Participating contemporary artists: Frank Bowling, Stephen Brandes, Jon Brunberg, Dorothy Cross, Jeremy Deller, Rita Donagh, Jimmie Durham, Clodagh Emoe, Simon Faithfull, Gary Farrelly, Brian Fay, Tim Goulding, Mona Hatoum, Sean Hillen, Patrick Ireland, Kim Jones, Chris Kenny, Tom Molloy, Satomi Matoba, Mariele Neudecker, Eamon O'Kane, Cornelia Parker, Grayson Perry, Kathy Prendergast, Tim Robinson and Chris Wilson.

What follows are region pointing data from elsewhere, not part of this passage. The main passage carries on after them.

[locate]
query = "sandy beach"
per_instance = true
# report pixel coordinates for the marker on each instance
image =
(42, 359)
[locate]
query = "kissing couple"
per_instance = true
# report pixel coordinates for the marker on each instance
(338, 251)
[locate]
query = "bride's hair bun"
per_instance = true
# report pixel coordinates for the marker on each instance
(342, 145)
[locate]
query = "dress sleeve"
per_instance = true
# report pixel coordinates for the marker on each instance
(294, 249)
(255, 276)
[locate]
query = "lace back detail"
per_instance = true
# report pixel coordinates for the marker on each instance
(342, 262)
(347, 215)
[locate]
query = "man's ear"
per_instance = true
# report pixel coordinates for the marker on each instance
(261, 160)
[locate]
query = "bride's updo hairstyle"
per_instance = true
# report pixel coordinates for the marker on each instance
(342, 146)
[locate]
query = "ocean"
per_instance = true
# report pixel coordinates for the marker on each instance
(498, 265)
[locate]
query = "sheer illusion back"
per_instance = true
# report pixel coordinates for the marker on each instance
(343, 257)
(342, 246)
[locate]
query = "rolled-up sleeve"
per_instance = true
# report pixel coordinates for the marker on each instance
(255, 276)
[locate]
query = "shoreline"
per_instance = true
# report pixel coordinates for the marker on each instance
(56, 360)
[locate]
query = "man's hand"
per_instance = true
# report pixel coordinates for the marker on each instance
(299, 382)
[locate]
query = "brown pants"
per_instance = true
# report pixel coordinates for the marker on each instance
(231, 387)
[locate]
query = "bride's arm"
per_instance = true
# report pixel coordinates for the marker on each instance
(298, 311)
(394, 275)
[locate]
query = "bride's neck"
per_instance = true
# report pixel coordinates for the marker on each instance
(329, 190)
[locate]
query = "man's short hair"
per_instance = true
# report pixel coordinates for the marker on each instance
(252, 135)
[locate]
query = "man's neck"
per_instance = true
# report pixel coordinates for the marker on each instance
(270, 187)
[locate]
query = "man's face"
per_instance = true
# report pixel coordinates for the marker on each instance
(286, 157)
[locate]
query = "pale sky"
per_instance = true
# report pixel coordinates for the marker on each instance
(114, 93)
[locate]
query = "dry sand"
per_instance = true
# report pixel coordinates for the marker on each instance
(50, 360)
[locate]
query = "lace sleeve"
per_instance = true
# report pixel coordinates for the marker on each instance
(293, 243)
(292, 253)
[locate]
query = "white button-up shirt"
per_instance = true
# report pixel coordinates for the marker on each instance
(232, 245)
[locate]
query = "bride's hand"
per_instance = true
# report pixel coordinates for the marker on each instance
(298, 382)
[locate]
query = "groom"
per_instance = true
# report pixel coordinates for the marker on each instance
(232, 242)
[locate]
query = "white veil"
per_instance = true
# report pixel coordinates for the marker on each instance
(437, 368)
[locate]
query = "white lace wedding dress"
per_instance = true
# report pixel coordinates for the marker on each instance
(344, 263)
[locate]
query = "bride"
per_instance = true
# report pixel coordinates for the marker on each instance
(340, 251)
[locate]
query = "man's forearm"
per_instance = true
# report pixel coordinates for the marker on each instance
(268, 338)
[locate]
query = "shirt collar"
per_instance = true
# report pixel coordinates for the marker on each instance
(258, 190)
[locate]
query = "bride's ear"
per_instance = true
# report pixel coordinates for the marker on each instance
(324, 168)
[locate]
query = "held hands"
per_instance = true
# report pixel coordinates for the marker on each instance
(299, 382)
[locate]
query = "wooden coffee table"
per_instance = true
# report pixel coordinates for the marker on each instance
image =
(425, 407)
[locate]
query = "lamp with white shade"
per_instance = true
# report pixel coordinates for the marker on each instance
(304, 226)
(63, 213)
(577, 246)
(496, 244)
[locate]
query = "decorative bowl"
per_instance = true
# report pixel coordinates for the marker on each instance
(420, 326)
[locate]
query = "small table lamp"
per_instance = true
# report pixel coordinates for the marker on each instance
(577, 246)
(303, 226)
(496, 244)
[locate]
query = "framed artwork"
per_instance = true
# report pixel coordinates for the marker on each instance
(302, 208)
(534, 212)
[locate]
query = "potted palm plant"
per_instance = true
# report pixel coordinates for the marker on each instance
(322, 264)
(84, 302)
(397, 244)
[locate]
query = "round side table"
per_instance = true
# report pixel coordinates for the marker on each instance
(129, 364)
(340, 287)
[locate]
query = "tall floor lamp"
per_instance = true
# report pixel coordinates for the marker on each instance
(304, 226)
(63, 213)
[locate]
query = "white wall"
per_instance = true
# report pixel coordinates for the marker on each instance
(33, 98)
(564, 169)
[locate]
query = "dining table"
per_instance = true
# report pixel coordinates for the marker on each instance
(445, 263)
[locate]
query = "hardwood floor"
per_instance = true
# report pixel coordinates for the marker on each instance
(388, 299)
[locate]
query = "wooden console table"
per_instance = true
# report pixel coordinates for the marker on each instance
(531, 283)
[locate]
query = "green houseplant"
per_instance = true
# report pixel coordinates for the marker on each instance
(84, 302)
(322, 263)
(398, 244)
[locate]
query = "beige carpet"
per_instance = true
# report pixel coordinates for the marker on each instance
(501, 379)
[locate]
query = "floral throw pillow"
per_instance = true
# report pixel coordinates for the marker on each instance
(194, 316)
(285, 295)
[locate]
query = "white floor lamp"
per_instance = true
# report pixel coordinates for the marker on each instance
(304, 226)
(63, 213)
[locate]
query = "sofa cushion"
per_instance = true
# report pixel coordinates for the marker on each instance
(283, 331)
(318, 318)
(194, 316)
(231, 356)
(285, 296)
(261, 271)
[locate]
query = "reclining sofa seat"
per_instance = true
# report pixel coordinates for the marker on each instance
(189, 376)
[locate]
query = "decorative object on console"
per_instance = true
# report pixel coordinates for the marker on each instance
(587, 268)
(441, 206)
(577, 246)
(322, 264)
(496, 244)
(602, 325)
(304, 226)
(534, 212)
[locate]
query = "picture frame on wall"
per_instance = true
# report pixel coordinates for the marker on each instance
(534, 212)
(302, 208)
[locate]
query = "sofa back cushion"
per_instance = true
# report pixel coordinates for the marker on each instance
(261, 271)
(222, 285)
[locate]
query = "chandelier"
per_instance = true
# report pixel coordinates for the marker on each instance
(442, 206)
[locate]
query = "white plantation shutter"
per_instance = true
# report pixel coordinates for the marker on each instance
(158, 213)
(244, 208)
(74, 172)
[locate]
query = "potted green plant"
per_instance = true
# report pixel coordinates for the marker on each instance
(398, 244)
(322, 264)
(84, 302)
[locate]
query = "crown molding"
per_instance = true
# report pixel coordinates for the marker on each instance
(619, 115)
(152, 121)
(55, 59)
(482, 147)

[C]artography: map-making as artform provides a context for viewers to engage with maps on many levels, not least on a level of fascination with detailed representation of the world, but also in the information they reveal, distort and often hide

A full colour publication will accompany the exhibition with commissioned essays by art writer Mic Moroney, William Laffan and Professor William J. Smyth of the Department of Geography, University College Cork. The catalogue will be launched on 18 September.